Focusing on the formation of His disciples, Jesus guides them to close the gap between their thinking and His, just like the difference between His direction and theirs. Jesus is all intent in fulfilling His mission of self-offering for the good of others, while His disciples are quarreling among themselves over their imagined respective eminences (Mark 9:30-37).
Jesus walks toward calvary
It is now the second time that Jesus announced to His followers His approaching passion and death, thus revealing his fundamental awareness which, though frightening, He would not suppress. Nothing could deter Him from it, as we saw last Sunday in His rebuke to Peter who thought of dissuading Him about it. “Get behind Me, Satan! You are thinking not as God does, but as human beings do” (Mark 8:33). God is love and mercy, and God thinks of the liberation of sinful humanity from evil and of being in communion with Him. And Jesus thinks as His Father does. God so loved the world He gave us His only Son; Jesus so loves humanity He willingly offers Himself for us.
Jesus was determined to move on to fulfill His Father’s will; that was what He came for. He wanted Peter and the other disciples to “get behind” Him on this, to follow Him and not be going their different way. Doing the Father’s will is non-negotiable; obedience to the Father is primary. It is the greatest commandment, and Jesus would tell them about it as often as necessary and teach them to accept it. That is what distinguishes Jesus from anybody else, His total and absolute fidelity to God. That is His way, and it must be the way for His followers, too, if they are to be with Him in the reign of God.
The disciples’ direction
The disciples could not at first understand Jesus talking so-matter-of-fact about His being rejected and put to death. And they were too afraid to question Jesus about it. They seemed to be walking out of step with Him, in their own direction. In fact, they were fighting with each other as to who among them was the greatest; they were really more taken up by their personal ambitions and interests, as humans ordinarily are and think. Power and comfort, wealth and glory so often fill human thoughts and define our consciousness. To be behind Jesus and following His steps and going His way is different.

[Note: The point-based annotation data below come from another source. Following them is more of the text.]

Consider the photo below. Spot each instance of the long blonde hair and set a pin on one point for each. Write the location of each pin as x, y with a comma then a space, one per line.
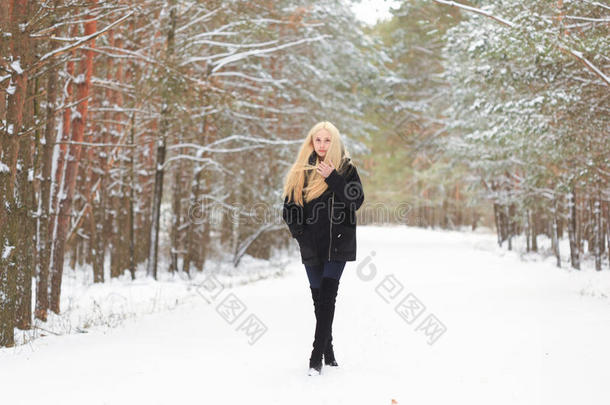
294, 182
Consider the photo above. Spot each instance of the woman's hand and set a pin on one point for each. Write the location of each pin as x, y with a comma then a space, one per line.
325, 169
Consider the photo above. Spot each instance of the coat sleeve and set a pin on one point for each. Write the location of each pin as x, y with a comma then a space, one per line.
293, 216
347, 189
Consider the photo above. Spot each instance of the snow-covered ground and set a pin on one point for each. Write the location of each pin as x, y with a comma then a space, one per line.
423, 316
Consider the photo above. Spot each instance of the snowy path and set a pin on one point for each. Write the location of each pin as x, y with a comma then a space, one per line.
517, 333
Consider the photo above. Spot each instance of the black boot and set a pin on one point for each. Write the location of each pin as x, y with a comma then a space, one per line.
329, 354
326, 302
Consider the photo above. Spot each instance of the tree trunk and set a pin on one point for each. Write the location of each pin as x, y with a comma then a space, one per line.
574, 250
83, 84
161, 148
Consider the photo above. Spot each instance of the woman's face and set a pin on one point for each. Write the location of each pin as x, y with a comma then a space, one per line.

Jesus earlier told His disciples that anyone who wishes to follow Him must deny oneself and take up one’s cross. Self-seeking stands radically opposite to being truly self-denying and being there for others in self-sacrifice. In a world of egoism where “selfie” can go all the way and one lives for oneself only, the necessary conversion to Jesus or “turning around” means nothing short of divesting oneself of what the world thinks are components of being the greatest or greater or, at least, great. Met with the embarrassed silence of His disciples when He confronted them with their petty self-interests, Jesus must have silently stepped outside the house to return back leading a child to be set in their midst. The way of the world can be symbolized by the treatment a child gets from self-centered people. A child’s littleness and weakness is very tempting for abuse and maltreatment, as have been terribly happening even in our communities. Or the neediness of a child can summon God-like compassion from us in the way of Jesus.
Alálaong bagá, receiving a child with love and being there for a child means becoming last, because the child with its needs comes first. Children can summon the best out of us and we grow in caring for them, as we transcend our own pettiness and self-preoccupation. It illustrates what Jesus teaches us, “If anyone wishes to be first, he shall be the last and the servant of all.” Being ready to be the last and the servant means conforming ourselves to Jesus and being in-step with Him, who walked up to Calvary to empty Himself for our sake.